Dark Reading - Application and Perimeter Security - Hacking the Vista Kernel - Security News Analysis

[petesh at indigo.ie (Pete Shanahan)]

Hang on a minute,
I thought you had to have administrator access before you were permitted raw
access to the hard drive.

The createfile documentation tells us that opening a physical disk / Volume
requires that the caller must have administrative privileges.

I'm just wondering how flawed the implementation of the windows paging model is
that it would allow for this kind of breach. The standard model I'm familiar
with would simply flush the page from memory, and would not keep a copy in the
external page-file, instead relying on the copy that already exists on the disk.

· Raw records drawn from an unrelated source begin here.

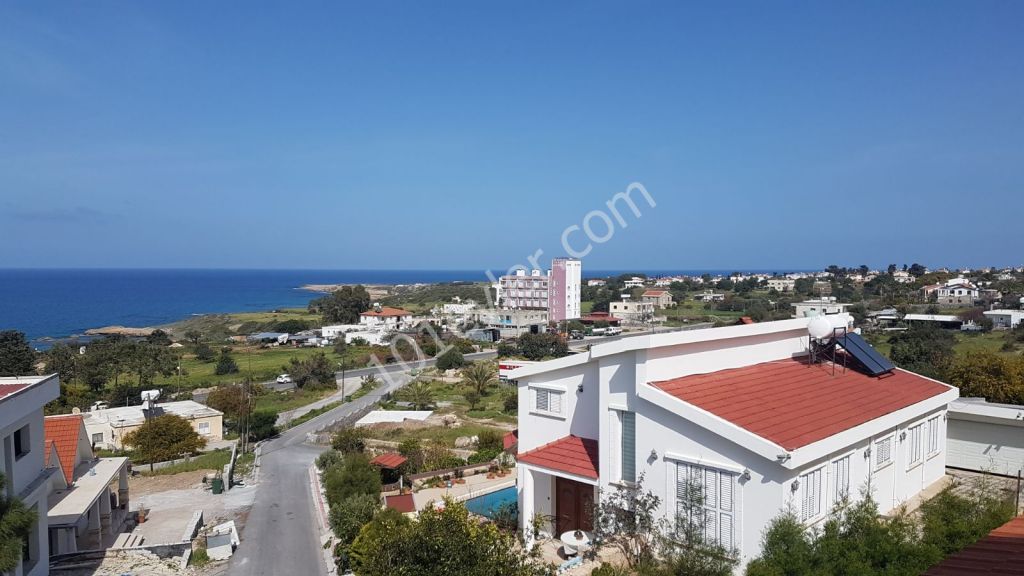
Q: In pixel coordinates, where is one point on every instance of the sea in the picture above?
(58, 303)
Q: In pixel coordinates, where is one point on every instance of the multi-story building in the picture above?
(558, 291)
(743, 416)
(564, 289)
(633, 312)
(24, 460)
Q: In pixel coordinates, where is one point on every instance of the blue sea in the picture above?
(64, 302)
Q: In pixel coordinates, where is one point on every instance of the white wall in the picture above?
(995, 447)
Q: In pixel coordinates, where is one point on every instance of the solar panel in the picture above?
(858, 347)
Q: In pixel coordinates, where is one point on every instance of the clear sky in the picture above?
(467, 134)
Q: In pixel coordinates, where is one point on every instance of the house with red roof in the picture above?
(88, 496)
(660, 298)
(22, 460)
(385, 318)
(761, 418)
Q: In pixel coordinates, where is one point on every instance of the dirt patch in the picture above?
(145, 485)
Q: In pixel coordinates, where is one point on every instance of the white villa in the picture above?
(741, 410)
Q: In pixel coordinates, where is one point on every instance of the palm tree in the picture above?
(479, 376)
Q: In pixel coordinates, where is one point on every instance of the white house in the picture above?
(24, 462)
(1005, 318)
(739, 410)
(823, 305)
(385, 318)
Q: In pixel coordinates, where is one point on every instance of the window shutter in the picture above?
(629, 448)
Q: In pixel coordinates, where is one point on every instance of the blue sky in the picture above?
(468, 134)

Obviously I need to read more on this.

Kenneth Van Wyk wrote:
> Here's an interesting article from Dark Reading regarding a software
> attack on the existing Vista beta:
>
> http://www.darkreading.com/document.asp?doc_id=99780&f_src=darkreading_section_296
> <http://www.darkreading.com/document.asp?doc_id=99780&f_src=darkreading_section_296>
>
> I noticed, in particular, that the attack is against a design weakness
> of Vista -- "The attack doesn't use your typical buffer overflow or
> other bug, but basically exploits a Vista (and Windows) design problem
> -- that user-mode applications are allowed to access raw disk sectors,
> Rutkowska says."
>
> The attack, which is being described in detail at Blackhat, looks for
> "interesting" OS code to be paged out and then carefully modifies the
> contents of the page file in order to dupe Vista into loading the
> corrupt page data.


-- 
Pete    +353 (87) 412 9576 [M]
Where there's a will, there's an Inheritance Tax.